Zackig blieb er vor Julius stehen.
»Kommen Sie bitte mit!«
Eine Hand fasste Julius am Oberarm. Ein Daumen stach in den Bizeps
hinein. Der Schmerz breitete sich aus wie heißes Öl. Der Pitbull zog ihn auf
den Parkplatz zu einem schweren Mercedes, schwarz lackiert. Julius konnte das
Wageninnere nicht erkennen. Aber etwas bewegte sich darin.
»Ich lasse mich doch von Ihnen nicht dazu zwingen!«
Julius versuchte, sich aus dem Griff zu befreien. Der Pitbull nahm
die linke Hand vom Oberarm und setzte sie am Nacken an. Julius ging in die
Knie, krümmte sich wie ein Fisch an Land.

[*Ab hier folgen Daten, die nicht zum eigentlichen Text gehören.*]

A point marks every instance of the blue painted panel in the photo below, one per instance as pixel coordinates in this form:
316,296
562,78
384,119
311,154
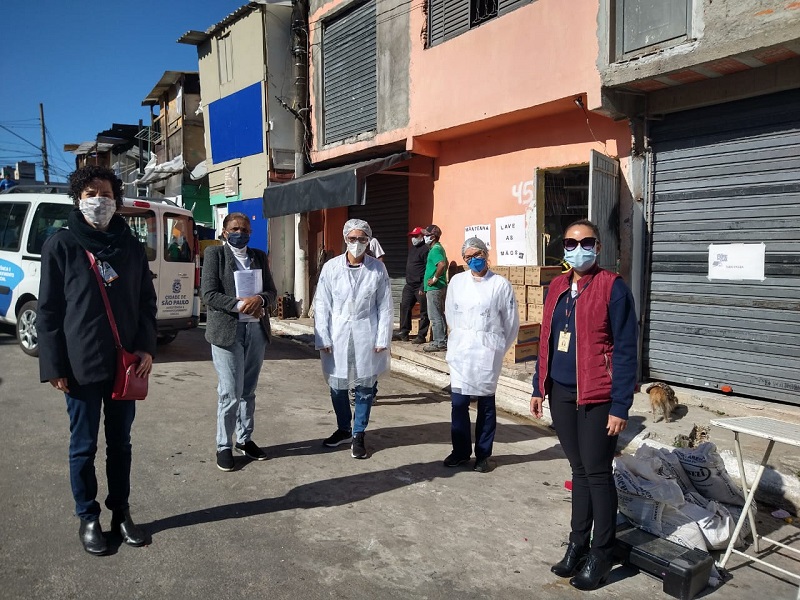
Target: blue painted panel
236,125
254,209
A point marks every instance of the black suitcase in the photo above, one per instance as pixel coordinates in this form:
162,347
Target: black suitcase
684,571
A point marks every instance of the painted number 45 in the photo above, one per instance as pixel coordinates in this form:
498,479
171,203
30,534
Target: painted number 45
523,191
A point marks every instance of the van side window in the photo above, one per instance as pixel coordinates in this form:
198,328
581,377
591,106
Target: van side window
12,217
47,219
144,228
178,233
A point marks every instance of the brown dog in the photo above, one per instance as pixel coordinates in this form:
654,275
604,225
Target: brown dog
662,399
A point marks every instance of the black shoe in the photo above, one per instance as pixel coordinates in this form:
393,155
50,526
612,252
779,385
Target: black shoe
482,465
358,449
225,460
593,574
573,561
251,450
340,436
92,538
453,460
131,533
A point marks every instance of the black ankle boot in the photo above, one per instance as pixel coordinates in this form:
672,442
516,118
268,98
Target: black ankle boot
92,538
132,534
572,561
594,574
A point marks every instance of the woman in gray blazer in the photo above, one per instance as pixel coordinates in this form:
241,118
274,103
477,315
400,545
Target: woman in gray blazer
238,331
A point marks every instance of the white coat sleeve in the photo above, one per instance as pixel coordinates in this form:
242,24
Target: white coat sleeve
322,311
509,313
385,310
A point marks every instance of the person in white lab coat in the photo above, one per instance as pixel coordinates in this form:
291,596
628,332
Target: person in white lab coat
482,314
353,315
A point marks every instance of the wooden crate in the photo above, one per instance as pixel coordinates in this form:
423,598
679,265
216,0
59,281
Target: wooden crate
528,332
535,294
522,352
541,275
516,275
534,313
502,271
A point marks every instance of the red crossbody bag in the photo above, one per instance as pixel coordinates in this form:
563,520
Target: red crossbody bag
127,384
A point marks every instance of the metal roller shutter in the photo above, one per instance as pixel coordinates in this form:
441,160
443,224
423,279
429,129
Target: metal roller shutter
727,174
386,211
349,74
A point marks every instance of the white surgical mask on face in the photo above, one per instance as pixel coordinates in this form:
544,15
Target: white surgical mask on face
98,210
356,248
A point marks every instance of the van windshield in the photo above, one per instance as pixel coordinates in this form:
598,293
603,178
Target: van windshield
179,237
144,226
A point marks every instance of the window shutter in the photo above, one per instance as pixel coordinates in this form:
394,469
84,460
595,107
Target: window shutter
349,73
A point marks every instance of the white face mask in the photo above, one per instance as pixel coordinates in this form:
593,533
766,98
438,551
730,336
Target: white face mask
98,210
356,249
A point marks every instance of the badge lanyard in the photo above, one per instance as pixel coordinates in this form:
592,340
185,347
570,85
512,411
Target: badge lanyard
565,335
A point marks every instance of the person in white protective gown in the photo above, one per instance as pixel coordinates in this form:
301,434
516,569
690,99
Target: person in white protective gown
353,315
482,314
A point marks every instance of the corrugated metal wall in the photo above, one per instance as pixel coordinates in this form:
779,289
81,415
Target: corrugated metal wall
349,72
727,174
386,211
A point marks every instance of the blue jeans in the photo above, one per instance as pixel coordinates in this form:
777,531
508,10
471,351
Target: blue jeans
84,405
485,426
238,367
341,406
436,315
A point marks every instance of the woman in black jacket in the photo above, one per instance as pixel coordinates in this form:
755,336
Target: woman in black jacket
77,352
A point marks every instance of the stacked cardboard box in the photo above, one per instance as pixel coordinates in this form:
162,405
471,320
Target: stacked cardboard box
527,346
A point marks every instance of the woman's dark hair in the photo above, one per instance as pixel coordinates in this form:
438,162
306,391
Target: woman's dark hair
585,223
80,179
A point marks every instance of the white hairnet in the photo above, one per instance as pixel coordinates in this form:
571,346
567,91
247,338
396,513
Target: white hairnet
474,242
357,224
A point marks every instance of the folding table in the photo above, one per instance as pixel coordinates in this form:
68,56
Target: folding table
774,431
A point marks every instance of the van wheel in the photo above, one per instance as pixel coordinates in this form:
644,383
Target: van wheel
26,329
166,338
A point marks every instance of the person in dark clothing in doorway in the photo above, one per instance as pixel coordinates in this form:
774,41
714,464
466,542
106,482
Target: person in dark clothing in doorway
413,291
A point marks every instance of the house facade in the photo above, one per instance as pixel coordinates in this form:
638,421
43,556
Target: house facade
245,69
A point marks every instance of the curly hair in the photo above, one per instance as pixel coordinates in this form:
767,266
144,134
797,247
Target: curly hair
80,179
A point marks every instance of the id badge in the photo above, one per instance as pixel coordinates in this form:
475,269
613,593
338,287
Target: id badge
107,272
563,341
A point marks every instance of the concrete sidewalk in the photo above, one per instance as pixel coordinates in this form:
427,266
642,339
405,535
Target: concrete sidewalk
309,523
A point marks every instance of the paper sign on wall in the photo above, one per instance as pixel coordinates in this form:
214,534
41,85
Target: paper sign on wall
736,262
511,240
483,232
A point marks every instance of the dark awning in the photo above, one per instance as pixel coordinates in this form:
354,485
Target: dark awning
340,186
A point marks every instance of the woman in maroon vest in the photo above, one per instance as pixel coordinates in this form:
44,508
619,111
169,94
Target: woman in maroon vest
589,331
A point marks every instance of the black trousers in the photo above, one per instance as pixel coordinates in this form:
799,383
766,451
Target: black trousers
590,450
412,295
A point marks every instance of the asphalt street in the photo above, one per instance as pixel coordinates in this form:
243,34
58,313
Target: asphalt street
308,523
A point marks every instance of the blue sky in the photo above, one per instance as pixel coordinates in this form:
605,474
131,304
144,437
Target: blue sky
90,64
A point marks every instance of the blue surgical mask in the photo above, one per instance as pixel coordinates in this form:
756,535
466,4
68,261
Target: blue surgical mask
238,239
477,263
580,259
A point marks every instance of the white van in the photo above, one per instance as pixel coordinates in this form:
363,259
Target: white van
166,231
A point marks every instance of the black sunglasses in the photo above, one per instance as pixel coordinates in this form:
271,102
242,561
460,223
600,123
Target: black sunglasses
586,243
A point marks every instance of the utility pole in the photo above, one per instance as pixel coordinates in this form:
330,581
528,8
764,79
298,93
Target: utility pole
300,52
45,165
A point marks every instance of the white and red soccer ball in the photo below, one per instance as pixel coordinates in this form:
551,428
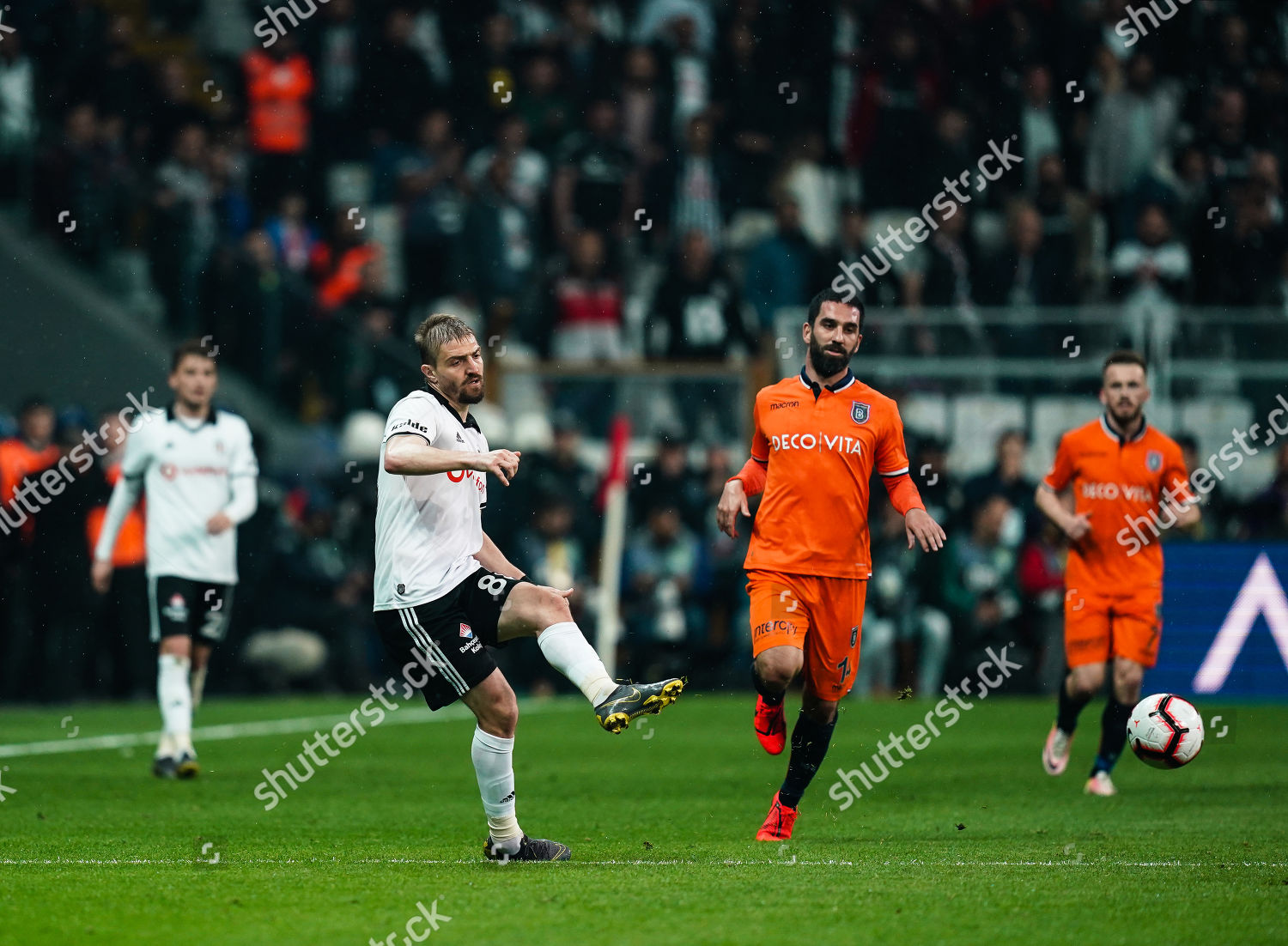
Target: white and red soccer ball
1164,731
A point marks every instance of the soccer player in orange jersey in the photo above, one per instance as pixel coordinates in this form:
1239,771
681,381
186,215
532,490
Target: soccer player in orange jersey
1128,482
818,437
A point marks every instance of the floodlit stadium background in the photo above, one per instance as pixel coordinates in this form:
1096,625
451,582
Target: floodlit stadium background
633,203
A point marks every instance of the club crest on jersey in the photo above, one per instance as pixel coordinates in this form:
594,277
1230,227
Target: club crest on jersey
177,610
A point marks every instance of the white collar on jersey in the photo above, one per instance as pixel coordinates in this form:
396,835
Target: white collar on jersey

»Ich hab dir doch gesagt, du sollst ihn her bitten !«
Julius konnte nicht sehen, von wem die Stimme stammte, denn seine
Augen waren mit Tränen gefüllt.
»Er wollte nicht.«
»Lass ihn los!«
Die Hand des Pitbulls löste sich von Julius’ Nacken, und das Blut
zirkulierte wieder. Die Verkrampfung fiel von ihm ab wie nasse Kleidung.
Zwei andere Hände, vorsichtigere, berührten ihn unter den Achseln
und zogen ihn hoch. Den Blick immer noch verschwommen, konnte Julius zumindest
erkennen, dass er zum Wagen verfrachtet und hineingesetzt wurde.
Der Innenraum roch nach Leder und teuren Zigarren. Ein Humidor war
in den Spalt zwischen den Vordersitzen eingelassen.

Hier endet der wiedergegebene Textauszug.